Maybe you should have asked someone who has actually read Derrida instead of me, retard
>>9540739
I would only suggest Margins of Philosophy after the essential trio: Grammatology, speech+phenomena and writing+difference.
>>9540739
I tried the first two chapters of Reading and Difference; 'Force and Signification' and the Cogito chapter about Foucault's book 'Madness and Civilisation', and I found them to be pretty difficult.
The first chapter seemed to be establishing what the advent of 'structuralism' in philosophy meant, and goes on to discuss why this 'invasion' was in a sense necessary. But to be honest this chapter was a bit out of my depth.
The second chapter is focused on Foucault's writings on Madness where Foucault claims to be articulating madness from position of madness itself. Foucault thinks this position is underrepresented because if you speak from a psychiatric perspective you're speaking from the position of logic and order which is the very force that has subjugated and demonised insanity throughout history. Here Derrida identifies the manifest impossibility of such a task because Foucault is on a doomed voyage so to speak.
Foucault is trying to re ascribe meaning to the Cartesian perspective of the Cogito (Descartes thought the pure Cogito couldn't really be 'insane') and circumvent the systematic use of ordered logic in language by attempting an 'archaeology of madness', often stressing that he is giving a 'history not of psychiatry' but ' of madness itself, in its most vibrant state, before being captured by knowledge.', but Derrida is not convinced by this: "Hence, one can inquire about the source and the status of the language of this archaeology. "

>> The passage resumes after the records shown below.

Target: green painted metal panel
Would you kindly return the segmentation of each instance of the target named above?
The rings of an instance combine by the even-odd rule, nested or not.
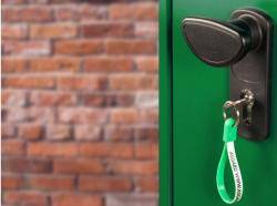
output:
[[[236,205],[277,205],[277,0],[163,0],[160,17],[161,206],[226,205],[217,194],[215,174],[223,147],[222,105],[228,100],[229,69],[201,62],[185,43],[181,22],[189,16],[229,20],[230,13],[240,8],[267,12],[274,20],[275,39],[270,136],[259,143],[237,140],[245,194]],[[232,176],[226,175],[232,190]]]

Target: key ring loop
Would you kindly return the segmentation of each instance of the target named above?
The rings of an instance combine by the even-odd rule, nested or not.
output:
[[[223,105],[223,117],[224,117],[224,120],[226,121],[227,119],[233,117],[236,121],[235,126],[237,126],[239,124],[239,116],[240,116],[240,114],[239,114],[239,110],[236,106],[240,102],[238,102],[238,101],[236,101],[236,102],[227,101]],[[235,116],[232,116],[232,115],[228,116],[227,115],[227,110],[229,110],[229,109],[234,110]]]

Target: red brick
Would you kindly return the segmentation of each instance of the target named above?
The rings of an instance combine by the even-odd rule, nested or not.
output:
[[[85,192],[129,192],[132,189],[132,182],[126,177],[81,176],[79,189]]]
[[[29,143],[28,145],[30,156],[72,157],[76,154],[78,145],[74,143]]]
[[[99,40],[63,40],[54,43],[54,53],[58,54],[84,55],[103,51],[104,44]]]
[[[132,141],[134,138],[134,130],[126,126],[107,126],[105,128],[105,140],[109,141]]]
[[[138,192],[157,193],[158,190],[158,181],[155,176],[138,177],[135,181],[135,185]]]
[[[132,3],[132,4],[114,4],[110,8],[111,19],[135,19],[135,20],[156,20],[156,3]]]
[[[12,190],[3,195],[3,202],[13,205],[47,206],[47,196],[35,190]]]
[[[3,4],[22,4],[25,3],[25,0],[2,0]]]
[[[43,158],[9,157],[2,158],[2,171],[11,173],[50,173],[52,163]]]
[[[23,185],[22,176],[2,174],[1,178],[2,189],[18,189],[22,187],[22,185]]]
[[[156,79],[152,75],[114,74],[110,76],[112,90],[155,90],[156,83]]]
[[[93,76],[60,76],[58,87],[61,90],[105,90],[107,79],[103,75]]]
[[[107,10],[106,7],[103,6],[93,7],[93,4],[90,4],[90,7],[88,7],[88,4],[84,4],[79,8],[79,16],[81,20],[101,20],[106,19]]]
[[[24,39],[27,38],[27,25],[22,24],[3,24],[2,39]]]
[[[57,194],[52,196],[53,206],[103,206],[102,197],[84,194]]]
[[[45,7],[24,7],[3,9],[6,22],[47,22],[52,20],[52,11]]]
[[[132,23],[125,22],[95,22],[81,25],[84,38],[130,38],[134,35]]]
[[[59,7],[55,9],[55,19],[59,21],[100,20],[107,16],[105,7],[81,4],[79,7]]]
[[[158,60],[156,56],[138,58],[135,62],[138,71],[156,73],[158,70]]]
[[[14,55],[48,55],[50,43],[48,41],[4,41],[3,53]]]
[[[90,107],[64,107],[58,111],[58,120],[62,123],[101,124],[106,122],[106,112]]]
[[[27,141],[37,141],[43,136],[43,127],[35,123],[25,123],[18,126],[19,136]]]
[[[37,58],[28,61],[29,72],[76,72],[80,60],[76,58]]]
[[[58,174],[103,174],[105,167],[99,159],[66,158],[54,159],[53,171]]]
[[[74,137],[76,141],[99,141],[101,128],[93,125],[75,125]]]
[[[4,123],[1,124],[1,137],[2,138],[11,138],[16,135],[16,125],[11,123]]]
[[[115,107],[115,106],[132,106],[134,104],[134,96],[124,93],[82,93],[80,102],[85,106],[93,107]]]
[[[134,147],[131,143],[82,143],[81,156],[132,158]]]
[[[157,109],[145,109],[142,110],[140,114],[141,122],[145,124],[154,124],[156,125],[158,123],[158,111]]]
[[[71,128],[66,124],[51,124],[47,127],[47,138],[63,141],[71,137]]]
[[[30,103],[35,106],[72,106],[76,96],[69,92],[38,91],[31,93]]]
[[[28,186],[33,189],[43,190],[70,190],[74,188],[74,177],[72,176],[30,176]]]
[[[138,122],[138,112],[135,109],[115,109],[111,111],[111,123],[135,124]]]
[[[158,146],[157,144],[145,144],[141,143],[135,145],[135,157],[136,158],[157,158]]]
[[[3,110],[4,121],[8,123],[19,123],[28,120],[28,111],[22,107],[10,106]]]
[[[113,161],[109,168],[120,175],[155,175],[158,171],[155,161]]]
[[[25,153],[22,141],[2,141],[1,144],[2,155],[23,155]]]
[[[27,61],[24,59],[2,58],[2,72],[16,73],[25,70]]]
[[[55,120],[54,110],[52,110],[51,107],[30,106],[28,107],[25,112],[27,112],[28,121],[34,122],[38,124],[49,124],[49,123],[53,123]]]
[[[54,79],[50,76],[7,76],[3,79],[4,87],[14,89],[52,89]]]
[[[88,58],[84,61],[86,72],[127,72],[133,70],[130,58]]]
[[[27,92],[14,90],[2,90],[1,102],[4,106],[25,106]]]
[[[110,40],[106,42],[109,54],[155,54],[156,42],[153,40]]]
[[[30,28],[30,37],[33,39],[73,38],[76,35],[76,27],[66,24],[34,24]]]

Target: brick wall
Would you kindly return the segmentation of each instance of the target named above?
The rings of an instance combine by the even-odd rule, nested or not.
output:
[[[2,0],[2,205],[156,205],[157,2]]]

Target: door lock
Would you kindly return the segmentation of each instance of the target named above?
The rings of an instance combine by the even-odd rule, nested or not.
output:
[[[250,119],[238,126],[238,134],[249,140],[264,140],[269,131],[270,70],[273,23],[255,9],[236,10],[230,21],[185,18],[183,35],[193,53],[213,66],[230,65],[230,100],[252,91],[255,104]],[[249,116],[248,116],[249,117]]]

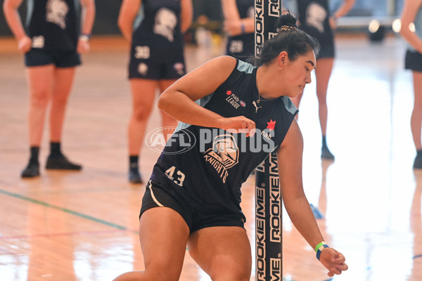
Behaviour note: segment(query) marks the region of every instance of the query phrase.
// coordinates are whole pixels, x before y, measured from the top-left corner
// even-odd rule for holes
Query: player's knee
[[[137,122],[147,120],[151,113],[151,108],[143,107],[134,111],[133,118]]]
[[[49,103],[49,96],[48,91],[34,90],[31,93],[31,105],[36,107],[46,106]]]
[[[227,268],[226,270],[217,270],[211,275],[212,281],[249,281],[250,280],[250,268]]]
[[[144,273],[148,280],[177,281],[180,277],[181,267],[175,263],[146,264]]]

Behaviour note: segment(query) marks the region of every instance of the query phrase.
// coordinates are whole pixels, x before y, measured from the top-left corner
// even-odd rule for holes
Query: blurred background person
[[[422,169],[422,0],[405,0],[401,21],[400,34],[409,44],[404,68],[411,70],[413,74],[414,103],[410,126],[416,148],[414,168]],[[414,31],[413,28],[411,30],[411,26],[414,27]]]
[[[46,169],[80,170],[61,152],[65,112],[79,54],[89,51],[89,40],[95,18],[94,0],[37,0],[29,1],[26,28],[18,8],[23,0],[5,0],[6,20],[25,53],[30,89],[28,114],[30,157],[22,177],[39,176],[39,152],[47,106],[51,103],[50,155]],[[80,2],[80,3],[79,3]],[[78,20],[82,4],[81,25]]]
[[[192,22],[191,0],[123,0],[118,25],[131,44],[129,79],[129,181],[141,183],[139,154],[156,91],[162,93],[186,73],[184,33]],[[163,127],[177,121],[161,112]]]
[[[254,0],[222,0],[226,55],[245,60],[255,54]]]
[[[328,0],[287,0],[286,6],[299,18],[299,29],[316,38],[321,44],[321,50],[316,57],[316,96],[318,97],[319,124],[322,134],[321,157],[334,159],[326,142],[327,133],[327,89],[328,81],[334,63],[335,50],[334,46],[334,30],[336,20],[347,14],[354,4],[354,0],[343,0],[342,5],[331,15]],[[303,93],[292,99],[299,107]]]

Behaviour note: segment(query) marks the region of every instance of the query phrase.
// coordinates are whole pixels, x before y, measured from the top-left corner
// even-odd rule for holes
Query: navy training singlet
[[[255,2],[253,0],[236,0],[236,1],[241,18],[255,16]],[[226,54],[236,58],[244,59],[253,55],[255,52],[254,33],[246,33],[229,37],[227,39]]]
[[[27,0],[26,31],[32,48],[74,51],[79,36],[79,0]]]
[[[172,186],[195,208],[241,211],[241,184],[280,145],[298,112],[286,96],[257,103],[257,69],[237,60],[227,79],[196,101],[225,117],[250,119],[257,133],[246,138],[181,122],[153,168],[153,181]]]
[[[134,22],[132,48],[148,48],[148,58],[166,60],[183,53],[179,0],[143,0]],[[143,51],[146,53],[146,51]]]

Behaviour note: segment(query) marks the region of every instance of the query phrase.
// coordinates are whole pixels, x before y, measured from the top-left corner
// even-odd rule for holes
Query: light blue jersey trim
[[[138,27],[139,27],[139,25],[141,25],[142,21],[145,18],[145,13],[143,12],[143,4],[142,4],[141,8],[138,12],[138,15],[136,15],[136,18],[135,18],[135,20],[134,21],[134,31],[136,30]]]
[[[26,26],[29,27],[34,13],[34,0],[28,0],[27,2],[27,18]]]
[[[291,14],[298,18],[299,9],[298,8],[298,1],[296,0],[284,0],[283,8],[287,8]]]
[[[293,103],[293,102],[290,99],[289,97],[283,96],[281,97],[281,100],[284,103],[284,107],[291,114],[294,115],[296,111],[298,111],[298,107]]]
[[[214,95],[214,93],[210,93],[208,96],[205,96],[205,97],[203,97],[202,98],[200,98],[199,100],[196,100],[195,103],[203,107],[204,106],[205,106],[205,105],[207,103],[208,103],[208,102],[212,97],[212,95]],[[174,130],[174,133],[177,133],[180,130],[186,129],[186,128],[189,127],[190,126],[191,126],[190,124],[179,122],[179,125],[177,125],[177,128],[176,128],[176,130]]]
[[[245,72],[248,74],[252,73],[254,67],[250,63],[245,63],[242,60],[238,60],[237,70],[240,72]]]

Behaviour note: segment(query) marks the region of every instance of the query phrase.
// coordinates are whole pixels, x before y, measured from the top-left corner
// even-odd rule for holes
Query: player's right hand
[[[18,42],[18,49],[22,53],[27,53],[31,49],[32,40],[27,36],[22,37]]]

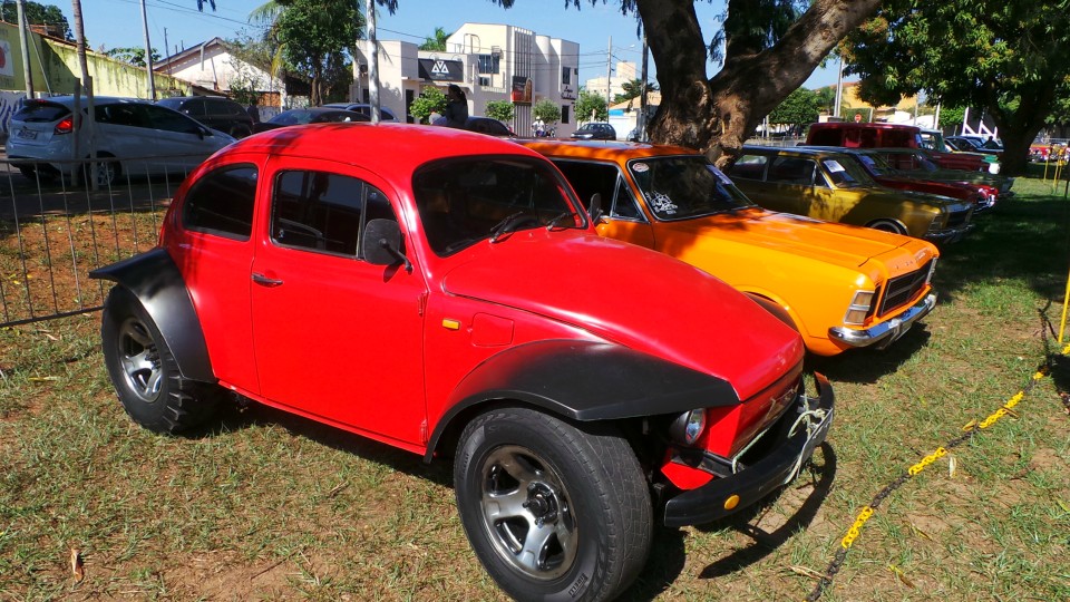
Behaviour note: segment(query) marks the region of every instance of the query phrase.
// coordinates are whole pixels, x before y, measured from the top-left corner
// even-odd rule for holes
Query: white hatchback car
[[[82,114],[88,115],[86,100],[81,101]],[[72,96],[42,98],[27,101],[11,116],[8,158],[25,176],[70,175],[85,165],[89,137],[85,127],[75,134],[74,107]],[[97,97],[94,115],[97,157],[105,159],[96,164],[101,184],[124,174],[188,173],[234,142],[178,111],[135,98]]]

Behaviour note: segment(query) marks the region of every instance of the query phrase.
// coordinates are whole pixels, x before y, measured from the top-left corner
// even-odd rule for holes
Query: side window
[[[255,200],[255,167],[221,167],[198,179],[186,194],[182,225],[195,232],[247,241],[253,231]]]
[[[761,181],[766,176],[767,163],[769,163],[769,157],[765,155],[743,155],[728,168],[727,174],[733,179]]]
[[[282,246],[356,258],[367,220],[397,221],[386,195],[356,177],[282,172],[275,177],[271,240]]]
[[[811,186],[814,184],[814,168],[817,164],[807,158],[777,157],[769,166],[769,182],[779,184],[795,184]]]

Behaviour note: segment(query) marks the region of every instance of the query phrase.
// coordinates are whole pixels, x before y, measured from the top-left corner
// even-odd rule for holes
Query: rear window
[[[70,109],[58,103],[47,100],[32,100],[23,105],[13,116],[25,123],[51,123],[58,122],[70,115]]]

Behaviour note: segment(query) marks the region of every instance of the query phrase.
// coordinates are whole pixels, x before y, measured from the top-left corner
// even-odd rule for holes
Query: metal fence
[[[89,271],[155,246],[172,195],[203,158],[154,157],[117,174],[115,158],[0,159],[0,327],[100,309],[109,285]]]

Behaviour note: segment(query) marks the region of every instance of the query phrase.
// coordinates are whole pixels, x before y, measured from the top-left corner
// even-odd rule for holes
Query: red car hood
[[[521,231],[469,249],[446,292],[560,320],[732,385],[740,399],[802,359],[798,333],[720,280],[593,234]]]

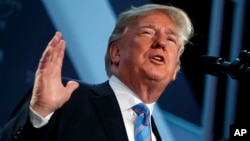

He thinks that the only way to disengage from the totality of the historical language is by ignoring the silence (not really an answer) or by 'or [following] the madman down the road of his exile', or to become insane oneself. The part I was up to is that Derrida thinks that the silence of articulating insanity is silence 'after' order, because it is this order that arrests and commands the silence (as in we cannot speak of insanity because we necessarily impose order and articulation upon it in words). However we can strive for some kind of Logos that precedes the state where reason tries so hard to protect itself from madness.
This was barely half way through the chapter so there's plenty more for you to read and figure out yourself, but if you liked that then the whole thing is free online: http://14.139.206.50:8080/jspui/bitstream/1/1875/1/Derrida,%20Jacques%20-%20%20Writing%20and%20Difference.pdf
Use that to test things out and get a feel for Derrida before you buy him.
To be honest I'm a fan of modern critical and continual writing but it's quite difficult without a good foothold in modern continental philosophy, so be prepared to work if you pick his stuff up
Margins of philosophy is a very mature work, really difficult (I mean in comparision to other Derrida's works, which is saying a lot). You should think that it was writting around the '90 so he was quite developed at this time.
If you have to choose between those two, Reading and Difference would be my bet (also that cool deleuzian resonances should be reason enough to do that).